Schaeffler has garnered attention for both selling robot components and deploying 1,000 humanoid robots to standardize core technology for the AI robotics industry.
Báo Khoa học và Đời sống•14/05/2026
Schaeffler AG made a big splash at Hannover Messe 2026 by announcing plans to supply robotic actuators to Hexagon Robotics and deploy up to 1,000 AEON humanoid robots in its factories, kicking off an ambitious global standardization of the "heart" of humanoid robots. Beyond simply selling mechanical components, Schaeffler aims to transform articulated actuators into standard modules, similar to gearboxes or braking systems in the automotive industry.

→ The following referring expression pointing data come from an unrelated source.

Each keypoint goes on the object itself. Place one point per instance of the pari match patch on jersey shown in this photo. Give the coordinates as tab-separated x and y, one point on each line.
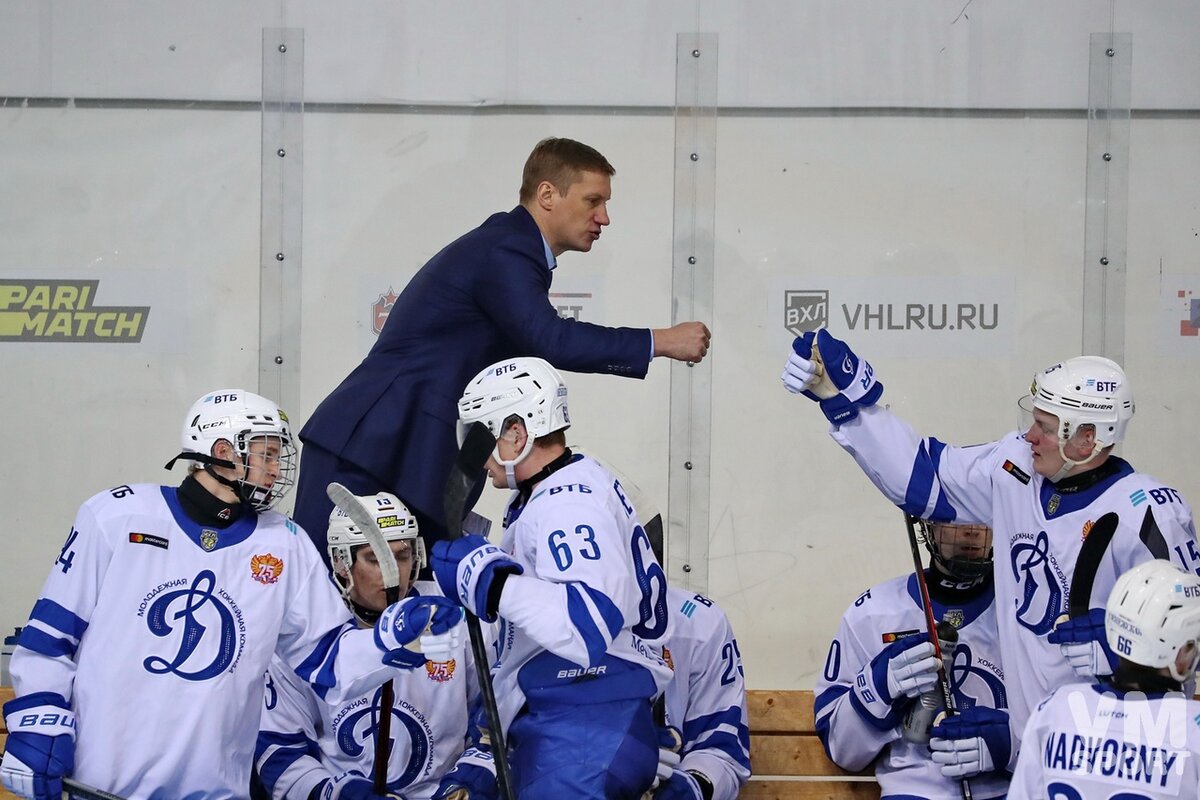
1017	471
148	539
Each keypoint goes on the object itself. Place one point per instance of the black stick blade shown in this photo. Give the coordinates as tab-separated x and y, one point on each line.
473	455
1091	553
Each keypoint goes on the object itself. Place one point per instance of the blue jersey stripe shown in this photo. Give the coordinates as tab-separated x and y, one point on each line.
59	618
581	618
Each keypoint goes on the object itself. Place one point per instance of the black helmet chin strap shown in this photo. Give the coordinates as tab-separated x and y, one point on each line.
241	488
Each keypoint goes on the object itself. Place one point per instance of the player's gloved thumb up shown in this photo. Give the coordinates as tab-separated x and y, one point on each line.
971	743
405	629
1084	644
904	669
473	570
473	777
351	786
825	370
41	745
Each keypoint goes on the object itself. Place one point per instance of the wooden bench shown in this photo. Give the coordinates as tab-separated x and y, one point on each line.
785	753
787	759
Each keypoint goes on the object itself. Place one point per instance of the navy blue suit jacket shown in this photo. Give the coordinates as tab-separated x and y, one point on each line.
483	299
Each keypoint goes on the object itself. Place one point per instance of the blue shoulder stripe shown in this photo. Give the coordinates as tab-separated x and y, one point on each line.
581	618
39	641
59	618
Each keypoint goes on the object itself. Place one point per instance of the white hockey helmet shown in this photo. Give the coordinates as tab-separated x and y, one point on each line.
239	416
526	388
1153	611
1085	390
343	537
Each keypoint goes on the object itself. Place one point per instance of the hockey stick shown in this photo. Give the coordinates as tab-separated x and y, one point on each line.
461	482
365	521
1091	553
943	680
75	789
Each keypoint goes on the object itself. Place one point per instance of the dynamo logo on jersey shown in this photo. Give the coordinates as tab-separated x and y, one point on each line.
1039	583
355	732
201	620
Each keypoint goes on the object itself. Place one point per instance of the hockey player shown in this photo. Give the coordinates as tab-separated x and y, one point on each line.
877	696
706	701
141	668
1039	491
1132	738
310	749
579	594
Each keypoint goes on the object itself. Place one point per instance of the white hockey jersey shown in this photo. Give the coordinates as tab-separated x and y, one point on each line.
877	618
305	740
706	698
157	632
1037	530
1095	743
588	617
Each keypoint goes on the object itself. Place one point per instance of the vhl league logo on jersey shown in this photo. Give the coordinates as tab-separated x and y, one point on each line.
805	311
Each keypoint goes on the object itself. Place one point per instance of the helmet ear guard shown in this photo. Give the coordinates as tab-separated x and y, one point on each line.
343	537
1153	612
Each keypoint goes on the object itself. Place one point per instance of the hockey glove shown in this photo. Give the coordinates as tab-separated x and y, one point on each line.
971	743
825	370
41	745
466	569
351	786
472	779
405	627
1084	644
903	669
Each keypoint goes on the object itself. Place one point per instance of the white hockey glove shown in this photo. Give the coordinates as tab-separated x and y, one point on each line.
409	624
40	751
826	370
971	743
467	567
473	777
905	668
1085	644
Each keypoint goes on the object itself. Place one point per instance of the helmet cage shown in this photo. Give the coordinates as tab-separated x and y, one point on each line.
960	567
1152	612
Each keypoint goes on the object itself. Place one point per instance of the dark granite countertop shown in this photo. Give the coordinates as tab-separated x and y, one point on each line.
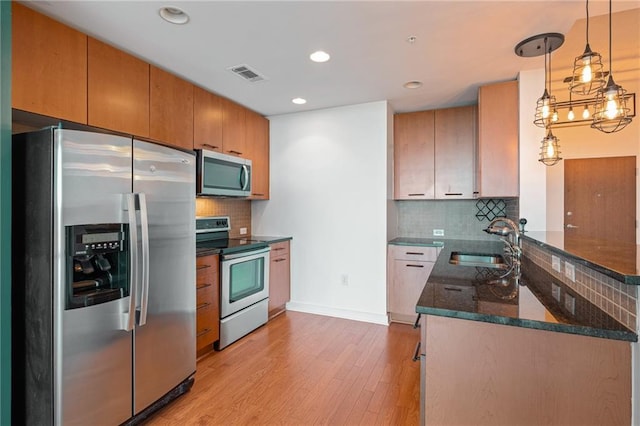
422	242
612	258
482	294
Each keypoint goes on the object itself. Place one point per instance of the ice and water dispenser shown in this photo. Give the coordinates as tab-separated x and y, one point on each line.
97	264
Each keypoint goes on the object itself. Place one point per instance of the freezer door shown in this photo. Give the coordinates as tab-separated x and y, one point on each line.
164	338
92	353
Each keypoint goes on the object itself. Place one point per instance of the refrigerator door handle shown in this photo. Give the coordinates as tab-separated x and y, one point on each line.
129	317
144	226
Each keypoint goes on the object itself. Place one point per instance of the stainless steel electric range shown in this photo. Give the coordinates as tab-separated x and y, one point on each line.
244	278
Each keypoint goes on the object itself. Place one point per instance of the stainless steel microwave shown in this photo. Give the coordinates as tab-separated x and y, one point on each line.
222	175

This will allow future robots to be easily repaired, replaced, and upgraded at significantly lower costs.
The German company's unique strategy lies in transforming its own factory system into a "living laboratory," where 1,000 AEON robots will operate continuously for Schaeffler to collect data on the durability, performance, and stability of the drive systems in a real-world industrial production environment.
According to experts, the drive system currently accounts for nearly 40% of the material value of humanoid robots and acts as both the muscular and skeletal systems, determining the precise and flexible movement capabilities as well as the operational lifespan of the robot in modern production lines.
Schaeffler is placing a big bet on integrating motors, gear reducers, encoder sensors, and control systems into a single module to reduce engineering fragmentation, hoping to make its components a common standard in the same way Intel chips once dominated the personal computer market. However, the German conglomerate's ambitions are facing immense pressure from China, where companies like Leaderdrive and Kinco possess the advantage of a massive supply chain, along with the ability to produce at low cost and scale up extremely quickly in the global humanoid robot race. While Tesla pursued a strategy of developing the entire Optimus robot in-house using a "vertical integration" model, Schaeffler chose a path of component specialization with the goal of making robot hardware a mainstream product, where cost, maintainability, and durability would be more important than flashy technological displays.
Observers suggest that if Schaeffler succeeds, the future of humanoid robotics could operate similarly to the modern automotive industry, where factories only need to replace individual component modules instead of entire systems, opening up a new competition between Tesla-style closed-loop robotics and the standardized robotics ecosystem led by European industrial corporations.